Now, the diagnosis of myasthenia gravis starts with a history and physical assessment, as well as laboratory tests to detect AChR or MuSK antibodies in blood. Additional diagnostic tests include electromyography, or EMG for short, which uses repetitive electrical stimuli to assess muscle contraction. A Tensilon test can be performed by intravenously injecting edrophonium chloride, which is an acetylcholinesterase inhibitor that briefly blocks the breakdown of acetylcholine and temporarily increases its levels at the neuromuscular junction; in myasthenia gravis, this is enough to overcome the symptoms caused by the decreased number of available receptors, so the weakness is improved. Lastly, chest X-ray and CT scan can be performed to rule out an underlying cause like a thymoma.

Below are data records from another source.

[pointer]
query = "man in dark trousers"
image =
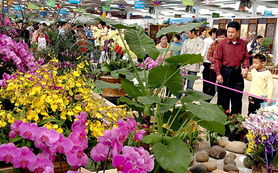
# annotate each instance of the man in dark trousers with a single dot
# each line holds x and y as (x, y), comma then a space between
(232, 62)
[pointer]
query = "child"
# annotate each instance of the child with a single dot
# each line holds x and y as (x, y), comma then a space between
(261, 83)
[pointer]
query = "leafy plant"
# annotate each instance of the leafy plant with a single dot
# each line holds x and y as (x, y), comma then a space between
(168, 132)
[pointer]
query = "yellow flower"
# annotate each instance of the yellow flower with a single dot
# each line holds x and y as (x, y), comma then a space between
(76, 73)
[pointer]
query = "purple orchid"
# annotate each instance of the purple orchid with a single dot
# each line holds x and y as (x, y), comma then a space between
(42, 166)
(139, 135)
(77, 158)
(47, 136)
(27, 159)
(47, 154)
(8, 152)
(100, 152)
(63, 145)
(122, 164)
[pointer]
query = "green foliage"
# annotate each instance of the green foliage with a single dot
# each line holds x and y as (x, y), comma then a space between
(149, 99)
(132, 104)
(174, 157)
(168, 76)
(177, 29)
(185, 59)
(130, 88)
(234, 122)
(153, 138)
(192, 95)
(140, 43)
(167, 104)
(190, 77)
(209, 116)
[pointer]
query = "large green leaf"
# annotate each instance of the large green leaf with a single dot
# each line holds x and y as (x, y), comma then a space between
(172, 48)
(208, 115)
(192, 95)
(212, 126)
(148, 100)
(168, 76)
(140, 43)
(167, 104)
(152, 138)
(174, 157)
(185, 59)
(130, 88)
(207, 111)
(102, 84)
(177, 29)
(133, 105)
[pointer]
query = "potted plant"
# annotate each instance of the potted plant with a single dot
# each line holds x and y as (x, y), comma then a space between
(263, 139)
(166, 122)
(234, 131)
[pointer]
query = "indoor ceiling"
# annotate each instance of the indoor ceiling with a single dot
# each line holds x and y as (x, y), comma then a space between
(168, 8)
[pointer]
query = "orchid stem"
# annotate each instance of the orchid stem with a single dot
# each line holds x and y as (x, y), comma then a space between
(60, 162)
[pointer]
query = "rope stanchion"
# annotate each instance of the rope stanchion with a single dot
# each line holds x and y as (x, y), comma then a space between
(235, 90)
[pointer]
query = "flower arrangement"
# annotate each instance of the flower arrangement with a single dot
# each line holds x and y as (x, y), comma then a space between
(234, 130)
(148, 64)
(46, 98)
(263, 136)
(115, 43)
(15, 56)
(124, 158)
(51, 144)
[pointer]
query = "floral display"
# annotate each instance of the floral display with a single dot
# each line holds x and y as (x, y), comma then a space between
(148, 64)
(124, 158)
(15, 55)
(42, 96)
(262, 136)
(50, 142)
(113, 40)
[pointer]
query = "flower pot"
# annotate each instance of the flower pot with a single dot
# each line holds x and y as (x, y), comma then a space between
(112, 92)
(59, 167)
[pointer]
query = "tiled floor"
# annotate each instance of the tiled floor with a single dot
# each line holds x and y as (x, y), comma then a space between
(199, 86)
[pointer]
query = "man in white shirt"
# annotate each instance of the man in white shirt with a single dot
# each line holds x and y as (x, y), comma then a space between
(207, 63)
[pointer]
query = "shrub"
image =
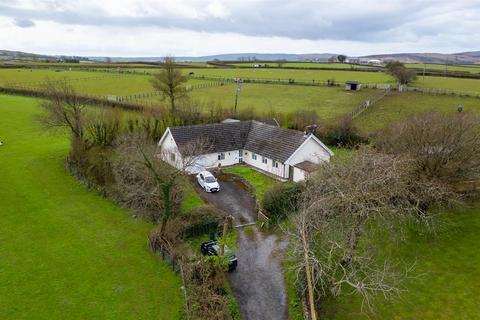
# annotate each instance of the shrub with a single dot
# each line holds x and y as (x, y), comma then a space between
(282, 200)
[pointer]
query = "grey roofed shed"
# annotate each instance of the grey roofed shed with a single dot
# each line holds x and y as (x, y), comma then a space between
(352, 85)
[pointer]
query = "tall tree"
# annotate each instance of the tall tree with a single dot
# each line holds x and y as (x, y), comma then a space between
(400, 72)
(345, 209)
(150, 185)
(64, 109)
(170, 82)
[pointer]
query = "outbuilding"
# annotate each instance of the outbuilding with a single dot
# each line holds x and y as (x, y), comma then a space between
(353, 86)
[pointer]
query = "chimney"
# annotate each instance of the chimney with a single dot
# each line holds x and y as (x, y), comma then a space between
(309, 130)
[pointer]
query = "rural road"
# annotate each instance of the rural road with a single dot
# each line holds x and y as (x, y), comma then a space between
(258, 282)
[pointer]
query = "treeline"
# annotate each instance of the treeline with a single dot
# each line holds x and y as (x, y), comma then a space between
(347, 211)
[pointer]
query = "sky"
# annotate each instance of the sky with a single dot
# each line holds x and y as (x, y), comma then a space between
(133, 28)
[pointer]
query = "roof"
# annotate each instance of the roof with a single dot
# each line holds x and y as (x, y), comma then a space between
(221, 136)
(270, 141)
(273, 142)
(306, 166)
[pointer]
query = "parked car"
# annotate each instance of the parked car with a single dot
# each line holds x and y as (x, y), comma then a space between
(212, 248)
(207, 181)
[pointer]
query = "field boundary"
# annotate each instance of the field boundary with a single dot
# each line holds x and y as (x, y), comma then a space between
(367, 104)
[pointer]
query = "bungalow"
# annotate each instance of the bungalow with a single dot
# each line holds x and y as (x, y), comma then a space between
(284, 153)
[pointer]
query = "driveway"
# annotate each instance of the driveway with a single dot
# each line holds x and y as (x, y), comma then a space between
(258, 283)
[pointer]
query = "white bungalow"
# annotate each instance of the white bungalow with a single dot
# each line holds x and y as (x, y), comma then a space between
(283, 153)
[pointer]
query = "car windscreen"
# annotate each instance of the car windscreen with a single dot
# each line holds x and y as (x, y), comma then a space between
(210, 179)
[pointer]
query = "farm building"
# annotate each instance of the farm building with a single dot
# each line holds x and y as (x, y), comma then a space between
(282, 153)
(352, 85)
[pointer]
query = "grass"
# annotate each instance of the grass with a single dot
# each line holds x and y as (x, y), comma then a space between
(329, 103)
(67, 253)
(303, 65)
(400, 106)
(259, 181)
(192, 200)
(450, 284)
(307, 75)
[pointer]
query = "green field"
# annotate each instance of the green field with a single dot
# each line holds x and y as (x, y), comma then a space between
(302, 65)
(67, 253)
(400, 106)
(305, 75)
(449, 284)
(468, 85)
(473, 68)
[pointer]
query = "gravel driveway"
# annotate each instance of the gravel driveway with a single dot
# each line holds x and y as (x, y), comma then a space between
(258, 282)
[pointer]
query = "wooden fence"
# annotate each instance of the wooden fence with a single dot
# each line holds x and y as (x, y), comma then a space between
(367, 104)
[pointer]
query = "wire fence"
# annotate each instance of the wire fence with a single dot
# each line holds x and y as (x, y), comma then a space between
(369, 103)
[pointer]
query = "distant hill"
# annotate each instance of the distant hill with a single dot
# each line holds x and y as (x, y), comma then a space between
(457, 58)
(472, 57)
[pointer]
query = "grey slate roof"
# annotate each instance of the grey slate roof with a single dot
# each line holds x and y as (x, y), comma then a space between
(272, 142)
(221, 136)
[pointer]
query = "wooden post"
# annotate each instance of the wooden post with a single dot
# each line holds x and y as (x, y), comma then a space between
(222, 247)
(311, 298)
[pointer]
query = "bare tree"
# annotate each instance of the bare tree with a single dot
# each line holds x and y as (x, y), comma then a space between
(65, 108)
(340, 206)
(400, 72)
(148, 184)
(442, 146)
(170, 82)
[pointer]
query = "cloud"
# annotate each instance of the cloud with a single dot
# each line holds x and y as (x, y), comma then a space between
(23, 23)
(302, 25)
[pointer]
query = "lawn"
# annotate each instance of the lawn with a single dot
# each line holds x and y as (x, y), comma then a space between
(67, 253)
(457, 84)
(400, 106)
(259, 181)
(306, 75)
(468, 68)
(450, 283)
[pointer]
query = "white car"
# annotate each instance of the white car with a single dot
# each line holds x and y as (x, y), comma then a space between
(207, 181)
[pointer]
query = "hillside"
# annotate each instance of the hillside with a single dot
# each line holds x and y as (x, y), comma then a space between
(459, 58)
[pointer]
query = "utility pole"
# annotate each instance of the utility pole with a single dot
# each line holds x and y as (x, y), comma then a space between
(308, 273)
(424, 67)
(237, 91)
(224, 233)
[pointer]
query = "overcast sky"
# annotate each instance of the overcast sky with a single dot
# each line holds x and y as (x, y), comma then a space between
(194, 27)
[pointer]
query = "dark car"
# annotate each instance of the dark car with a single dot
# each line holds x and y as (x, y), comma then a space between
(211, 248)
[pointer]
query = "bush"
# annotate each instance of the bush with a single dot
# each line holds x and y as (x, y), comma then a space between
(193, 223)
(343, 134)
(282, 200)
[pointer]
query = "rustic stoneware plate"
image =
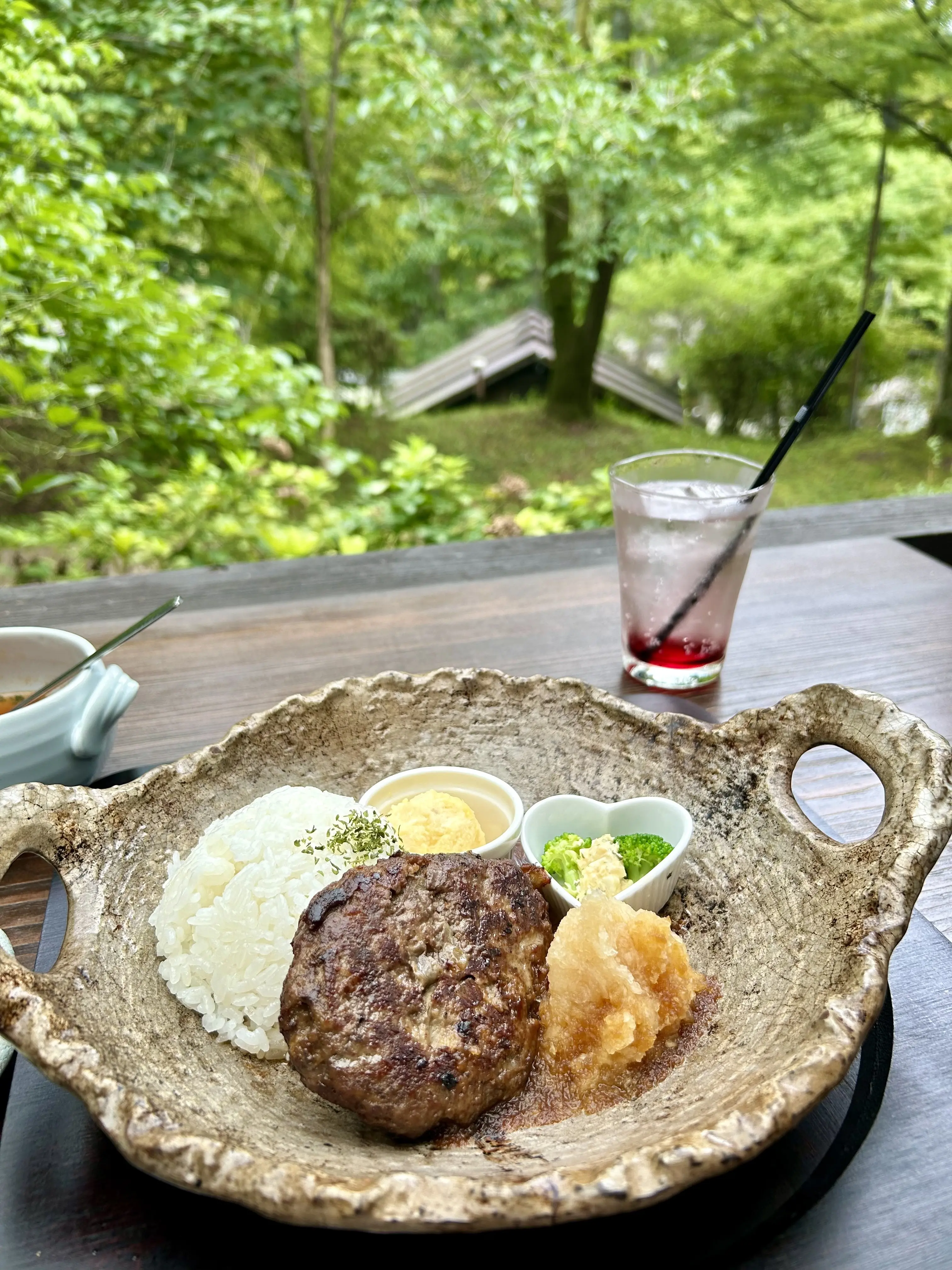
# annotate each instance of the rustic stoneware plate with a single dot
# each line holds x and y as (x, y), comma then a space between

Although there’s no cure for myasthenia gravis, certain medications can be used to help mitigate some of the symptoms and improve the client’s quality of life. Initial treatment consists of acetylcholinesterase or AChE inhibitors, such as neostigmine or pyridostigmine. These medications prevent the enzyme acetylcholinesterase from degrading acetylcholine, which increases its concentration around muscle cells and, subsequently, its effects are increased and prolonged. Severe cases of myasthenia gravis can also be treated with immunosuppressive medications, such as corticosteroids like prednisone, which reduce the production of autoantibodies.
Clients experiencing an acute exacerbation or myasthenic crisis can be treated with intravenous immune globulins or IVIGs, in order to quickly neutralize the autoantibodies and stop the acute exacerbation; or with plasmapheresis, or plasma exchange to filter out the circulating autoantibodies from the client’s blood; and some clients may require respiratory support. Finally, clients with a thymoma can undergo surgical removal of the thymus, known as thymectomy.
All right, now let’s look at nursing care for a client with myasthenia gravis. The main goals of nursing care are to prevent and manage complications, as well as promote optimal muscle strength and improved quality of life. Begin assessing your client’s muscle weakness, including the onset, duration, and frequency of muscle weakness. Assess your client’s respiratory rate, depth, effort, breathing pattern, breath sounds, and oxygen saturation.
Report concerning assessment findings, like a respiratory rate below 12 or above 20 breaths per minute, an oxygen saturation below 92%, abnormal chest movement, or reduced or absent breath sounds. If this occurs, ensure oxygen, suction equipment, and a bag valve mask are readily available. Be sure to also assess your client’s ability to cough and swallow, and implement aspiration precautions.